In an ideal situation, one table is related to another via a key. However, because the structures in SQL Server don’t require constraints or any enforcement, this can lead to interesting relationships occurring. What I am referring to here is the case where you have a table that has a primary key that can actually be a value from several different tables, instead of just one.

For example, consider the case where you have several objects, all of which need a reference to one table. In our sample, say you have a customer relationship management system with SalesOrders and TroubleTickets (just these two to keep it simple, but in reality, you might have many objects in your database that will fit this scenario). Each of these objects has the need to store journal items, outlining the user’s contact with the customer (for example, in the case where you want to make sure not to overcommunicate with a customer!). You might logically draw it up like in Figure 8-20.

image

Figure 8-20. Multiple tables related to the same key

You might initially consider modeling it like a classic subtype relationship, but it really doesn’t fit that mold because you probably can have more than one journal entry per sales order and trouble ticket. Fair enough, each of these relationships is 1–N, where N is between 0 and infinity (though the customer with infinite journal entries must really hate you). Having all parents relate to the same column is a possible solution to the problem but not a very favorable one. For our table in this scenario, we build something like this:

 CREATE TABLE SalesOrder

 (

       SalesOrderId <int or uniqueidentifier> PRIMARY KEY,

       <other columns>

 );

 CREATE TABLE TroubleTicket

 (

       TroubleTicketId <int or uniqueidentifier> PRIMARY KEY,

       <other columns>

 );

 CREATE TABLE JournalEntry

 (

       JournalEntryId <int or uniqueidentifier>,

       RelatedTableName sysname,

       PRIMARY KEY (JournalEntryId, RelatedTableName)

       <other columns>

 );

Now, to use this data, you have to indicate the table you want to join to, which is very much a unnatural way to do a join. You can use a universally unique GUID key so that all references to the data in the table are unique, eliminating the need for the specifically specified related table name. However, I find when this method is employed if the RelatedTableName is actually used, it is far clearer to the user what is happening.

A major concern with this method is that you cannot use constraints to enforce the relationships; you need either to use triggers or to trust the middle layers to validate data values, which definitely increases the costs of implementation/testing, since you have to verify that it works in all cases, which is something we trust for constraints; even triggers are implemented in one single location.

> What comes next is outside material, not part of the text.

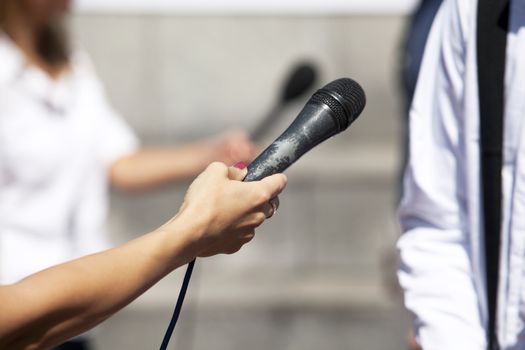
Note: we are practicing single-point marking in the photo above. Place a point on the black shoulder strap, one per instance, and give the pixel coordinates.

One reason this method is employed is that it is very easy to add references to the one table. You just put the key value and table name in there, and you are done. Unfortunately, for the people who have to use this for years and years to come, well, it would have just been easier to spend a bit longer and do some more work, because the generic relationship means that using a constraint is not possible to validate keys, leaving open the possibility of orphaned data.

A second way to do this that is marginally better is to just include keys from all tables, like this:

 CREATE TABLE JournalEntry

 (

       JournalEntryId <int or uniqueidentifier> PRIMARY KEY,

       SalesOrderId <int or uniqueidentifier> NULL REFERERENCES

       SalesOrder(SalesOrderId),

       TroubleTicketId <int or uniqueidentifier> NULL REFERERENCES

           TroubleTicket(TroubleTicketId),

       <other columns>

 );

This is better, in that now joins are clearer and the values are enforced by constraints, but now, you have one more problem (that I conveniently left out of the initial description). What if you need to store some information about the reason for the journal entry? For example, for an order, are you commenting in the journal for a cancelation notice?

There is also the matter of nor concerns, since normalization/usage concerns in that the related values doesn’t exactly relate to the key in the same way. It seems like a decent idea that one JournalEntry might relate to more than one SalesOrder or JournalEntry. So, the better idea is to model it more like Figure 8-21.

image

Figure 8-21. Objects linked for maximum usability/flexibility

 CREATE TABLE JournalEntry

 (

      JournalEntryId <int or uniqueidentifier> PRIMARY KEY,

      <other columns>

 );

 CREATE TABLE SalesOrderJournalEntry

 (

      JournalEntryId <int or uniqueidentifier>

      REFERENCES JournalEntry(JournalId),

      SalesOrderId <int or uniqueidentifier>,

      REFERENCES SalesOrder(SalesOrderId),

      <SalesOrderSpecificColumns>

      PRIMARY KEY (JournalEntryId, SalesOrderId)

 );

 CREATE TABLE TroubleTicketJournalEntry

 (

      JournalEntryId <int or uniqueidentifier>

      REFERENCES JournalEntry(JournalId),

      TroubleTicketId <int or uniqueidentifier>,

      REFERENCES TroubleTicket (TroubleTicketId),

      <TroubleTicketSpecificColumns>

      PRIMARY KEY (JournalEntryId, SalesOrderId)

 );

Note that this database is far more self-documented as well. You can easily find the relationships between the tables and join on them. Yes, there are a few more tables, but that can play to your benefit as well in some scenarios, but most important, you can represent any data you need to represent, in any cardinality or combination of cardinalities needed. This is the goal in almost any design.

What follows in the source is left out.